The bullish connotations for BTC can be found on the benefits of an ETF as an investment vehicle designed to track the performance of the asset without the need to actually own it, which makes for a great alteative to diversify holdings. Besides, an ETF includes the option to go long or short, which is something that is not permitted in traditional exchanges. So far, all petitions to launch a bitcoin ETF have been denied by the SEC as reluctance remains on the potential manipulation and fraud of prices via unregulated exchanges
Over the short span that the Ethereum project has existed, it is fair to state that the market has embraced the assumption that the technology, which is designed for different purposes, can coexist and is compatible with Bitcoin. It’s not about leaning against the Bitcoin or Ethereum fence, that would be unfounded as both projects don’t compete for the same objective or for superiority in the same field, therefore rivalry per se falls devoid of logic.
Bitcoin is intended as a medium of exchange to purchase goods and services, act as an alteative to fiat via its ‘digital characteristic’, with a clear permutation into a store value of value too. There is a reason why Bitcoin has been asserted by the CFTC as a “commodity”.
On the flip side, Ethereum is intended with the vision of creating a virtual platform that transcends digital cash or the storage of value, by offering a full range of functionalities derived off a cloud-based decentralized computer, in which strings of code bring into existence “smart contracts” or “decentralized applications” with the Ethereum network as the ecosystem where these arrangements and/or interactions ensue.

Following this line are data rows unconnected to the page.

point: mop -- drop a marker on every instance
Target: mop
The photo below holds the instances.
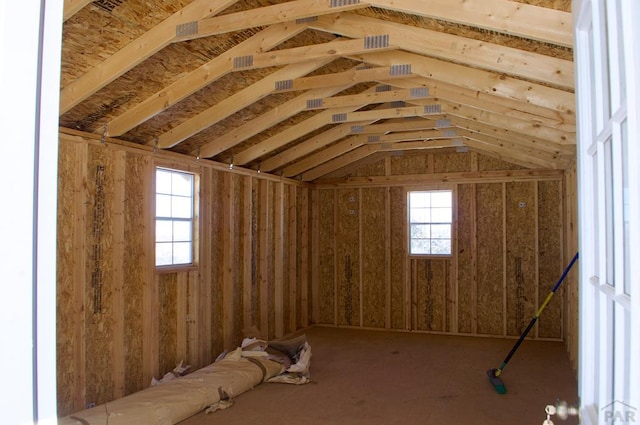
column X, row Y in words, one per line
column 494, row 374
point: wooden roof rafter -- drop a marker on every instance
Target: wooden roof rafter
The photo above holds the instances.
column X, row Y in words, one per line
column 479, row 54
column 135, row 52
column 71, row 7
column 201, row 77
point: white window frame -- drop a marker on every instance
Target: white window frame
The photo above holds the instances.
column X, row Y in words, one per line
column 192, row 220
column 451, row 190
column 608, row 100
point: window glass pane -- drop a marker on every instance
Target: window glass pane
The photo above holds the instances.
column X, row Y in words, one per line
column 441, row 199
column 441, row 231
column 608, row 193
column 441, row 215
column 163, row 231
column 181, row 207
column 420, row 215
column 182, row 184
column 430, row 222
column 441, row 246
column 163, row 254
column 163, row 181
column 182, row 253
column 420, row 199
column 182, row 231
column 163, row 206
column 420, row 231
column 174, row 208
column 420, row 246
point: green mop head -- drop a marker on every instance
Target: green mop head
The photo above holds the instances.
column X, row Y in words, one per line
column 495, row 381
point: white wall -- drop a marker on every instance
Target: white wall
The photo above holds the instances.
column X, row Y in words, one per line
column 30, row 43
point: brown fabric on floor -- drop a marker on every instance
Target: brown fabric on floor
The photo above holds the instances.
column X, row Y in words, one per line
column 381, row 377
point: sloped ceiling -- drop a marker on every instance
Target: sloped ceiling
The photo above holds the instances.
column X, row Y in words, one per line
column 307, row 87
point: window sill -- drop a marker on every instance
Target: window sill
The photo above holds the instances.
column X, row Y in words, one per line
column 176, row 268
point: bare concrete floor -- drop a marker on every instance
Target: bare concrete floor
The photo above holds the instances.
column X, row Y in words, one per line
column 380, row 377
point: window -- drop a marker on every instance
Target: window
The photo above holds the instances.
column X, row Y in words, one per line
column 174, row 217
column 430, row 221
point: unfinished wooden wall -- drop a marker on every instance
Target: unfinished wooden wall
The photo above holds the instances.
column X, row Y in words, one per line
column 570, row 286
column 122, row 322
column 508, row 252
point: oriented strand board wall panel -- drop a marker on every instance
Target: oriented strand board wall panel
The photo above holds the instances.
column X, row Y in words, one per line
column 71, row 217
column 215, row 237
column 348, row 257
column 487, row 163
column 451, row 162
column 304, row 257
column 121, row 321
column 490, row 284
column 99, row 319
column 410, row 164
column 551, row 255
column 168, row 297
column 490, row 269
column 374, row 287
column 521, row 239
column 398, row 216
column 570, row 286
column 466, row 279
column 326, row 257
column 134, row 263
column 376, row 168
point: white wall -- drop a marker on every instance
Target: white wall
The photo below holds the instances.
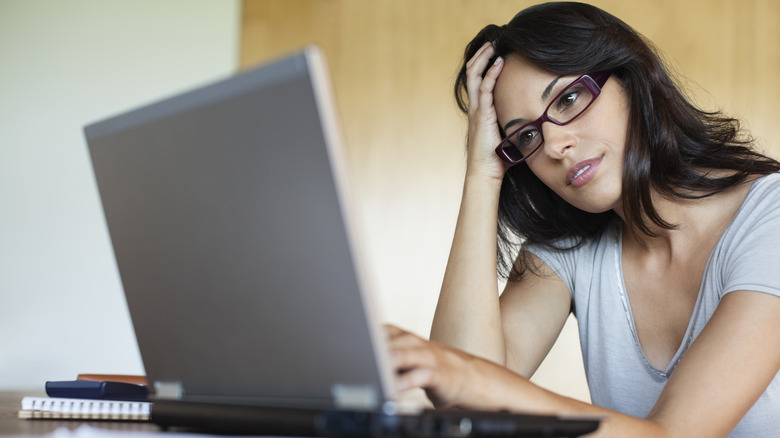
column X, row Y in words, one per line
column 64, row 64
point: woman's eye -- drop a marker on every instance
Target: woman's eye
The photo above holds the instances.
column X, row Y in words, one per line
column 568, row 99
column 526, row 137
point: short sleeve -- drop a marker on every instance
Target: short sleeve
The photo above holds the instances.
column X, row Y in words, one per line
column 750, row 247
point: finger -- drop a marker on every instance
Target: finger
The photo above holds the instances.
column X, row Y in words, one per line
column 488, row 84
column 475, row 71
column 415, row 378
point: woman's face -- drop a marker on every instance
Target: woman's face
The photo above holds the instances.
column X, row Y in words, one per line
column 581, row 161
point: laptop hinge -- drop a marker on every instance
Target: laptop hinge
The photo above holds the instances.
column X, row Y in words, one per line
column 168, row 390
column 363, row 397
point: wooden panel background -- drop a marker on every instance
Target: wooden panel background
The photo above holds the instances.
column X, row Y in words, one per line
column 393, row 64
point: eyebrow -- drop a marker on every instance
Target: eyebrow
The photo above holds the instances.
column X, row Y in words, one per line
column 545, row 96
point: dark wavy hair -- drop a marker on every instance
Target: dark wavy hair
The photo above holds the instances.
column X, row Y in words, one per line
column 672, row 147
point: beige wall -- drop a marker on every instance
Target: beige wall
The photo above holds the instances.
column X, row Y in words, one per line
column 393, row 63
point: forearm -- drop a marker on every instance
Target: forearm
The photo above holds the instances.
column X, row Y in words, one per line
column 517, row 394
column 468, row 315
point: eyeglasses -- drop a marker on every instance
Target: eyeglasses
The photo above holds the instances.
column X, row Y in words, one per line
column 569, row 104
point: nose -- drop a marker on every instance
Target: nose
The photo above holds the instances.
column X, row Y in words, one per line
column 557, row 140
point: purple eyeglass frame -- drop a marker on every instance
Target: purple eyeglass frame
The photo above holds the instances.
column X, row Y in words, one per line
column 595, row 84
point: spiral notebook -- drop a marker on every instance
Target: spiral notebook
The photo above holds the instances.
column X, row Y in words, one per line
column 84, row 409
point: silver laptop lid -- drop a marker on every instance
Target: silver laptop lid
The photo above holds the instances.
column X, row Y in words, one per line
column 230, row 219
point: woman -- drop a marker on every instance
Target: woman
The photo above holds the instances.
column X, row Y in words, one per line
column 654, row 222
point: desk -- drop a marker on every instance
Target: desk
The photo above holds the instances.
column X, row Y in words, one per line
column 11, row 424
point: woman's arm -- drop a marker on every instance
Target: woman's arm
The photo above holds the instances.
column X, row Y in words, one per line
column 468, row 315
column 724, row 372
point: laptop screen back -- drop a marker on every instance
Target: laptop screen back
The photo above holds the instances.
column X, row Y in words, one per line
column 229, row 217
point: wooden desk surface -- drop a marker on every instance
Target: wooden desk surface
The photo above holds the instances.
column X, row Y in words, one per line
column 11, row 424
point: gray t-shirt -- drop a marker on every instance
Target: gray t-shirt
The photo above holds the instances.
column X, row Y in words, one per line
column 619, row 375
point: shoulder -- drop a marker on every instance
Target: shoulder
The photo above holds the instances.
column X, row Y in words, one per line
column 748, row 249
column 761, row 205
column 570, row 257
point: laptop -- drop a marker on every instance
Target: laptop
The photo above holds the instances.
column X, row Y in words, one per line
column 234, row 233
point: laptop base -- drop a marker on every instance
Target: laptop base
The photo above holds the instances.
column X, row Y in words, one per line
column 259, row 420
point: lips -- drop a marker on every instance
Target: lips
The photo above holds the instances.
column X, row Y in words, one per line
column 582, row 172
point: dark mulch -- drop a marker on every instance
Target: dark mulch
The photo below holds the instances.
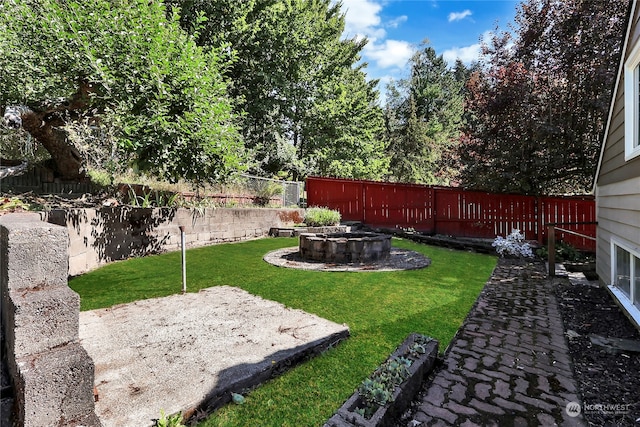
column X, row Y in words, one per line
column 608, row 379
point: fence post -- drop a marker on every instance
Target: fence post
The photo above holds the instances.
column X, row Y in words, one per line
column 552, row 250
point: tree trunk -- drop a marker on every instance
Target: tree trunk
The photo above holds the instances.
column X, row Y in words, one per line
column 46, row 129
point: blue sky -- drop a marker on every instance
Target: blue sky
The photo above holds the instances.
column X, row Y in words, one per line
column 395, row 29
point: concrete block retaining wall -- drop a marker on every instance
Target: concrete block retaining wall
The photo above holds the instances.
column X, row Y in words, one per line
column 100, row 236
column 52, row 374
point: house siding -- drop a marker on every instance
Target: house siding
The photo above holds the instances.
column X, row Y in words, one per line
column 613, row 167
column 618, row 217
column 618, row 182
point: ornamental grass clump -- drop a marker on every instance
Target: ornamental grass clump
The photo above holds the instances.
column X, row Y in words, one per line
column 377, row 390
column 321, row 217
column 514, row 245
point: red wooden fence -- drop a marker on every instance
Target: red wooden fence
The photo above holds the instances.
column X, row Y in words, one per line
column 453, row 211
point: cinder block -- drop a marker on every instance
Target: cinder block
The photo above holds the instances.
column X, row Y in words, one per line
column 39, row 320
column 34, row 252
column 56, row 388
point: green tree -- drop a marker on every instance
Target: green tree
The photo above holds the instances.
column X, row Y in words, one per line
column 125, row 69
column 294, row 79
column 423, row 117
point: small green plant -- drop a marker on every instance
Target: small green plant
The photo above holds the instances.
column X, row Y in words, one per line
column 265, row 191
column 321, row 217
column 377, row 390
column 100, row 178
column 564, row 252
column 174, row 420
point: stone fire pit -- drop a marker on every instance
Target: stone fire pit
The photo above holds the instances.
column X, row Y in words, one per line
column 344, row 247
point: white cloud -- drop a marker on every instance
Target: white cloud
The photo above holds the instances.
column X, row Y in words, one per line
column 362, row 19
column 459, row 16
column 389, row 53
column 395, row 23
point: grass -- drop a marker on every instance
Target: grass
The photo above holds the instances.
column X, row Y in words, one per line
column 381, row 309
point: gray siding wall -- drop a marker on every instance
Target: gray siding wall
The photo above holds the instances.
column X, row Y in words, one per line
column 613, row 167
column 618, row 217
column 618, row 182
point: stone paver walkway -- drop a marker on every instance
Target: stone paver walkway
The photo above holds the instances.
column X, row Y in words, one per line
column 509, row 364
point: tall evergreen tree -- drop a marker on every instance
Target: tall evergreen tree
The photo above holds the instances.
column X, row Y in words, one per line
column 293, row 78
column 422, row 117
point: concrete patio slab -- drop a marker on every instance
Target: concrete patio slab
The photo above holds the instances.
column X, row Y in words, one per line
column 189, row 352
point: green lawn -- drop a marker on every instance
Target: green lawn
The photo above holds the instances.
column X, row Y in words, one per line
column 381, row 309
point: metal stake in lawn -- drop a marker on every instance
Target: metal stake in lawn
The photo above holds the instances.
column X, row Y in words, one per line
column 184, row 260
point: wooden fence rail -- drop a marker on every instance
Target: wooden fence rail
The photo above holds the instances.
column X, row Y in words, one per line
column 454, row 211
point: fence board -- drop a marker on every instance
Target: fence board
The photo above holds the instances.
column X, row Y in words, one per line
column 454, row 211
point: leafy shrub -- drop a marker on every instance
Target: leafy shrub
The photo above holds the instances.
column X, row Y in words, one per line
column 513, row 245
column 265, row 191
column 174, row 420
column 321, row 217
column 564, row 252
column 377, row 390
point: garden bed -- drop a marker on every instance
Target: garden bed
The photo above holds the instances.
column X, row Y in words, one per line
column 355, row 411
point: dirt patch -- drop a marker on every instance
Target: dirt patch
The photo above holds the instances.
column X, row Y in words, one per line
column 605, row 376
column 189, row 352
column 399, row 259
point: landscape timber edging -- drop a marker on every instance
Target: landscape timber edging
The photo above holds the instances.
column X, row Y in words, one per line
column 402, row 396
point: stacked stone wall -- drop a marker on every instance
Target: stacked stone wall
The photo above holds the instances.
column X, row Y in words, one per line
column 100, row 236
column 51, row 373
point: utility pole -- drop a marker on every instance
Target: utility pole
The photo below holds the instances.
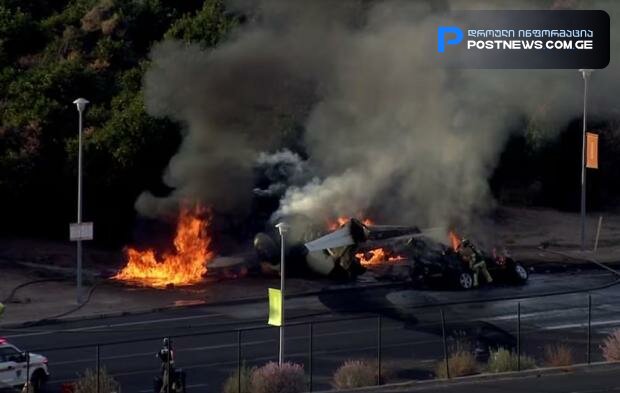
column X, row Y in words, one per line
column 81, row 106
column 283, row 229
column 586, row 74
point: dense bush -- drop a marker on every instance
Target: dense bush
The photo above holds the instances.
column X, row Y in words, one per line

Each project, on its own right, has made major inroads by creating a blockchain-based technology that caters the needs of a large range of profiles. As a developer with the idea to build Dapps or as a businessman to tap into self-executing, self-enforcing contracts, you may consider Ethereum as your go-to venue, especially as scalability sees the light. Meanwhile, as a proponent of a cashless society, or as a speculator, Bitcoin could be an attractive proposition to diversify your holdings, as a store of value and hopefully over time, as a realistic prospect to gradually replace cash. Just as it would have been unthinkable for the majority to see the awareness and valuation of Bitcoin 10y from its inception, the amount of constant innovation in the space makes a theoretically impossible vision (cashless society, digital gold) a prospect waves of innovators will continue to fight for, driven by the desire to continually permutate into new uncharted territory that can make life a more egalitarian and democratic affair.
“It is not the most intellectual of the species that survives; it is not the strongest that survives, but the species that survives is the one that is able to adapt to and to adjust best to the changing environment in which it finds itself,” said Charles Darwin in his “Origin of Species.”
When we look back 10-20 years from now, we’ll realize the true magnitude of inventions the likes of Bitcoin or Ethereum as the manifestation of opportunities the visionaries transformed into a legacy to constantly adapt in a world that marches unstoppably towards its digitalization.